(RNS) — Walter Brueggemann, one of the most widely respected Bible scholars of the past century, died Thursday (June 5) at his home in Michigan. He was 92.
The author of more than 100 books of theology and biblical criticism, Brueggemann was professor emeritus of Old Testament studies at Columbia Theological Seminary in Decatur, Georgia, until his retirement in 2003.
His specialty was the Hebrew Bible and especially the Hebrew prophets, and his books were aimed primarily at clergy and church leaders. But through sermons, Brueggeman’s concepts, have become familiar to many churchgoers.
Though ordained, Brueggemann never served as a pastor of his own church. He was, however, a much sought after and eloquent preacher and lecturer.
“He had incredible way to discern what was happening in the world and the church and to speak into that with a much needed word,” said Conrad L. Kanagy, professor emeritus at Elizabethtown College in Pennsylvania, who wrote a biography of Brueggemann and edited some of his books.
Brueggemann’s books were broadly influential, especially in mainline Protestant circles. His 1978 “The Prophetic Imagination” sold more than a million copies and remains a classic that is still frequently assigned in mainline seminaries. In the book, he showed how the biblical prophets, called to imagine a different world, disrupted politics and the dominant culture and its assumptions.

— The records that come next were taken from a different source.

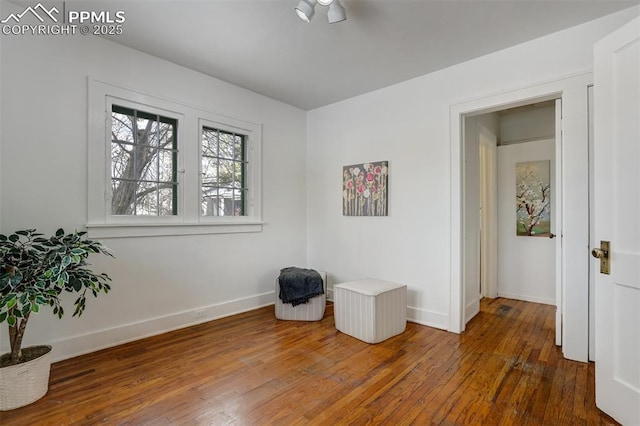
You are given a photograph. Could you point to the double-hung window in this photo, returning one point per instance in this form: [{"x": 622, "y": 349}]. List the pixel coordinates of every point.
[
  {"x": 222, "y": 176},
  {"x": 164, "y": 167},
  {"x": 144, "y": 163}
]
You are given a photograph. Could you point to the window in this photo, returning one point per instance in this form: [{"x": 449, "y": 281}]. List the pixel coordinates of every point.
[
  {"x": 144, "y": 153},
  {"x": 222, "y": 175},
  {"x": 163, "y": 167}
]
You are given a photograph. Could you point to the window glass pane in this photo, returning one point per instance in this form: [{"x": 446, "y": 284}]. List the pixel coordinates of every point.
[
  {"x": 143, "y": 163},
  {"x": 238, "y": 148},
  {"x": 226, "y": 145},
  {"x": 147, "y": 199},
  {"x": 222, "y": 174},
  {"x": 227, "y": 174},
  {"x": 210, "y": 142},
  {"x": 209, "y": 171},
  {"x": 121, "y": 127},
  {"x": 150, "y": 168},
  {"x": 122, "y": 199},
  {"x": 166, "y": 169},
  {"x": 165, "y": 198},
  {"x": 120, "y": 160}
]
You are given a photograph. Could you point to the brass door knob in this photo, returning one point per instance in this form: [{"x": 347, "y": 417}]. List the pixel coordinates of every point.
[{"x": 599, "y": 253}]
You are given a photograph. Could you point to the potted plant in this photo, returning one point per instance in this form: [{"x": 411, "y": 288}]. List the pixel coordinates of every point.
[{"x": 34, "y": 272}]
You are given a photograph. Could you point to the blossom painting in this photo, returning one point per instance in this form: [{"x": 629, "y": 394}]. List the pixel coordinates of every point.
[
  {"x": 533, "y": 199},
  {"x": 364, "y": 189}
]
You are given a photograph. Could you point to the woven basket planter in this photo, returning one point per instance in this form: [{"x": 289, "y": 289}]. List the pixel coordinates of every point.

Brueggemann himself was critical of American consumerism, militarism and nationalism.
“It is the vocation of the prophet to keep alive the ministry of imagination, to keep on conjuring and proposing future alternatives to the single one the king wants to urge as the only thinkable one,” he wrote.
Breuggemann was text-focused but resisted the dominant modes of biblical interpretation because they put distance between the reader and the text. He sought to help pastors hear God’s voice within the biblical text.
Brueggemann was born in Tilden, Nebraska, in 1933. His father, a pastor in the German Evangelical Synod of North America, ordained him. He and his brother, Ed, grew up in Blackburn, Missouri.
As a teenager, Brueggemann and his brother visited a Black church on the edge of town. It later influenced his commitment to social justice.
His academic journey began at Elmhurst College (now university), in Elmhurst, Illinois. He went on to study at Eden Theological Seminary and Union Theological Seminary. He received a Ph.D. in education from St. Louis University, while teaching at Eden Theological Seminary in St. Louis. He left Eden for Columbia Theological Seminary, a Presbyterian school, in 1986.
Brueggemann, however, remained an active minister in the United Church of Christ. He was a frequent speaker at its conferences as well as a mentor to countless church leaders.
He is survived by his wife, Tia, and by his sons James and John and their families.